She’s the youngest of six children in a family that settled scores, shared laughs and built lifelong memories on hot summer days in the driveway.

“Everyone in my family played basketball, and even my parents would get involved,” McDonald said. “We’d play game after game — teams of three-on-three — every weekend.

“If you lost, you did pushups. I’m not going to lie, I did a lot of pushups. I took the ‘L’ a lot.”

McDonald’s eldest brother Tre’Von Willis, who played at UNLV and is 10 years older, and her dad, Aaron McDonald, starred in those family games that she cherished.

“There was a lot of trash-talking,” said the 18-year-old Aarion. “A lot of fouling. People getting hurt, but we didn’t stop. We kept playing. It was so fun.

“The last time I played like that with my family, I was in the sixth grade. But I wish I could go back to those times.”

It’s a good memory — one that keeps her grounded after a scintillating start to her first year at Washington.

McDonald, a four-star prospect who ranked 55th on ESPN’s top-100 list, was the highest-ranked recruit among the Huskies’ four-player incoming class.
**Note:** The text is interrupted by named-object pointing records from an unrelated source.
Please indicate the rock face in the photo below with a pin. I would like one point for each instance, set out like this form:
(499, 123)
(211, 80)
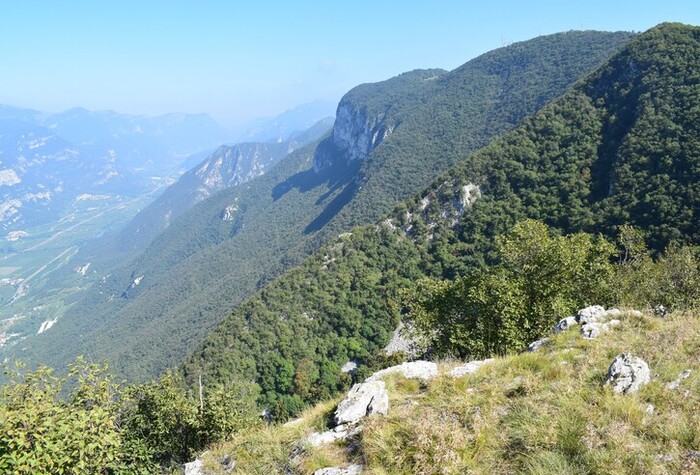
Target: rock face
(356, 133)
(349, 470)
(590, 314)
(363, 399)
(413, 370)
(627, 374)
(673, 385)
(341, 432)
(565, 324)
(536, 345)
(468, 368)
(594, 329)
(194, 468)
McDonald, a 5-foot-7 guard, scored in double figures during all three of UW’s games during an exhibition tour to Australia.

However, a lower-back injury forced her to miss the first seven games of the Huskies’ regular season.

During her collegiate debut, McDonald scored six points in 12 minutes as a reserve and she came off the bench again in the following game and had another six points in 20 minutes.

Then last week, UW coach Mike Neighbors moved McDonald into the starting lineup. She scored 23 points on 9-for-11 shooting in 25 minutes against Cal State Northridge. In UW’s last outing, McDonald had 21 points while canning 8 of 13 shots. She had three three-pointers in both games.

“When they called my name (during player introductions), I was so nervous,” McDonald said. “As soon as the ball was jumped, I felt fine. The nerves were gone.”

McDonald’s performance last week is eerily similar to UW star Kelsey Plum, who tallied 23 and 22 points in her first two starts.

Four years later, Plum is the Pac-12 career scoring leader who is on pace to break the NCAA record.

“They get similar things accomplished with different tactics,” Neighbors said. “The comparisons will be there just with the left-handedness alone and the knack for scoring.

“With (McDonald), she’s got an uncanny ability as a freshman to make defenses wrong. It takes a lot of kids more than one year to figure that out, but she’s taking full advantage of the other team putting their ‘best’ defensive player on Kelsey. Because here’s the problem: If you do that then that kid is going to shoot about seven layups because she’s so good off the bounce and she gets inside the paint.”

McDonald also is UW’s quickest player, which has allowed the Huskies to turn up the defensive pressure.

“We told her to take a few more gambles than what I’m traditionally comfortable with,” Neighbors said. “But she can really be disruptive.”

Despite playing in just four games, McDonald is tied for second on the team with nine steals.

“She’s a matchup nightmare for defenses,” Neighbors said.